Tongue in cheek concentration ( Photo: Marius Rolland)
Stunning views in Fjaerland. (Photo: Fjaerland Guiding)


A 30 minute Widerøe flight from Bergen transports you from the city to the beautiful wilds of Norway and to Fjærland.

At the hub of this tiny community is the Fjordstove Hotel, which must have some of the most spectacular views in the world.

Perched on the edge of The Sogne Fjord, the longest and deepest in Norway and with the impressive Jostedalsbreen Glacier, at its mouth, this is place is heaven. The hotel run by Inna Jorddal is stuff of your childhood, with a slow pace of life, good food and attention to detail hospitality.

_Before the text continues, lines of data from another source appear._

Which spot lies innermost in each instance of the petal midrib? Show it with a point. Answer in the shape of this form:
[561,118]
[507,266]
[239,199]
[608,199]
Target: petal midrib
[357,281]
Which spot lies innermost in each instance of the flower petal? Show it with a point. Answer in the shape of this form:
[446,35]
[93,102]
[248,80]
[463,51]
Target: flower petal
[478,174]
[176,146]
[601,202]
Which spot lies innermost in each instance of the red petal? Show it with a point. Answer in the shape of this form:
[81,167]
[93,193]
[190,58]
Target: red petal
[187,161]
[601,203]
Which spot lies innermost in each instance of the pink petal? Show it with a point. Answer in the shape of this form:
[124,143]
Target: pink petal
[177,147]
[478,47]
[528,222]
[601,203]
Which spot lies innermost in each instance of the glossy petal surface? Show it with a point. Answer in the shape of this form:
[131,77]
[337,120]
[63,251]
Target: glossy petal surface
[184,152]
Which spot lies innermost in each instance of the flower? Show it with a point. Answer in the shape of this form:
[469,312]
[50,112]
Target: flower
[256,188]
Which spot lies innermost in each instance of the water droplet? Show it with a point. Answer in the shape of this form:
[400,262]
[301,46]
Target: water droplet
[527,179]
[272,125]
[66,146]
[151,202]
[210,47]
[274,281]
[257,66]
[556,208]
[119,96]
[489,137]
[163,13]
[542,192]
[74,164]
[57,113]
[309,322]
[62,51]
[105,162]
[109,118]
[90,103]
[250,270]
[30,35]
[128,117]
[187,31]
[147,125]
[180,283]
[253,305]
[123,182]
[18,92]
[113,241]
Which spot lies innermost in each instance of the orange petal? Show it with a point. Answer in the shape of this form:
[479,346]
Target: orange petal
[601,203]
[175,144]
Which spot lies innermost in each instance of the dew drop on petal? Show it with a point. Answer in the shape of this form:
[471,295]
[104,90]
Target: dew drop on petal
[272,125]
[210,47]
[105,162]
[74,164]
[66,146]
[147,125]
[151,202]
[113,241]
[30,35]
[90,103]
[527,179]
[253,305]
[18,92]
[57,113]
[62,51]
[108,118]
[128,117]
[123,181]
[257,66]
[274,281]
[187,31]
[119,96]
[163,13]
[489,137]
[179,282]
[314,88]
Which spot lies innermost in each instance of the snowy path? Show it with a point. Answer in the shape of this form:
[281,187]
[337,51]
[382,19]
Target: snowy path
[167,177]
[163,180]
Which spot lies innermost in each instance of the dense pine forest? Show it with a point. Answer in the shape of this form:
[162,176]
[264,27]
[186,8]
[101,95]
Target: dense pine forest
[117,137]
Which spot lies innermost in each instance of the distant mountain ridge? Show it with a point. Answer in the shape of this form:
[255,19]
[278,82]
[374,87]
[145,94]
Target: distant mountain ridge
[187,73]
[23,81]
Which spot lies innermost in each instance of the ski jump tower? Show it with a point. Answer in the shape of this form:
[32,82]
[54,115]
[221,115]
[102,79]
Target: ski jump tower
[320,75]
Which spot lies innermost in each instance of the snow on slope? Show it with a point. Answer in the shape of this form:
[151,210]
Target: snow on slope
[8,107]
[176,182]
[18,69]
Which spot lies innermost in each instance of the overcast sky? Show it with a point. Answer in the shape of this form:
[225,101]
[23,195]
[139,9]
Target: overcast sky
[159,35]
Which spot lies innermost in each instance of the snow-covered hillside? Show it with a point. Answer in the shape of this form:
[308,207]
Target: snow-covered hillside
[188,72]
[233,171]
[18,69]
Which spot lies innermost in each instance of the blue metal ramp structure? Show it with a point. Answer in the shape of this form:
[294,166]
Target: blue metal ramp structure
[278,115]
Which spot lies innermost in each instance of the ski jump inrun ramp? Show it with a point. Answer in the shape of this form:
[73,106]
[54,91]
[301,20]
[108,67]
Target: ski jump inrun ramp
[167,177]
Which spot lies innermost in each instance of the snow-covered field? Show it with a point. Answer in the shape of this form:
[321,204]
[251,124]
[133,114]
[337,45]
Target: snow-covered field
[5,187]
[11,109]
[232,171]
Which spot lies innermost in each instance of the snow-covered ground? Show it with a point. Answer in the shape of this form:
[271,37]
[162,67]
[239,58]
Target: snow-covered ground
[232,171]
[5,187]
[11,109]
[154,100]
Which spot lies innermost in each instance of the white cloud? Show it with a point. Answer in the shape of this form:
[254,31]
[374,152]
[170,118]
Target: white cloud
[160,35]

The outdoors are the lure, with opportunities to join the larger than life Captain Thor from Balestrand Fjordangling to catch the dish of the day, cooked up later for dinner at Inna’s and Jarle from Fjærland Guiding for some serious hiking or a shot on his floating sauna. The nearby Norwegian glacier museum & Ulltveit-Moe climate centre is a great place for a rainy day and to find out all the important facts.

Fun Fact: Modelled on festivals in Hay on Wyre and Wigtown, the village hosts its own book festival annually and around the village there are books a plenty waiting to be read and the Fjordstove Hotell also has a special book room you can stay in.


Enjoy a floating sauna on the beautiful Sogne Fjord (Photo by Fjaerland Guiding)
Stunning view from the Flåm railway. (Photo: Norway’s best / Paul Edmundson)


At the heart of picturesque Flåm with a backdrop of fjords and mountains, is the famous mountain railway.

Here you can catch an old style train and enjoy a romantic trip through stunning scenery from the end of the Aurlandsfjord to Myrdal mountain station, situated 867 metres above sea level.

Yards away from the station is the Fretheim Hotel, dating back to 1870, with wonderful historical rooms and meals using local produce created using old recipes with a modern twist. Handily as in most Norwegian hotels, you can opt for a package to ensure your pocket is not hit too much when it comes to food and drink.

An outdoor option in the winter is shoe-snow hiking in the nearby forests and for the more adventurous, a chance to admire the views on the UNSECO Aurlandsfjord and Nærøyfjords, aboard a fast moving RIB .

Fun Fact: The longest zip line in Scandinavia at 1381 metres is a great way to enjoy the views at high speed!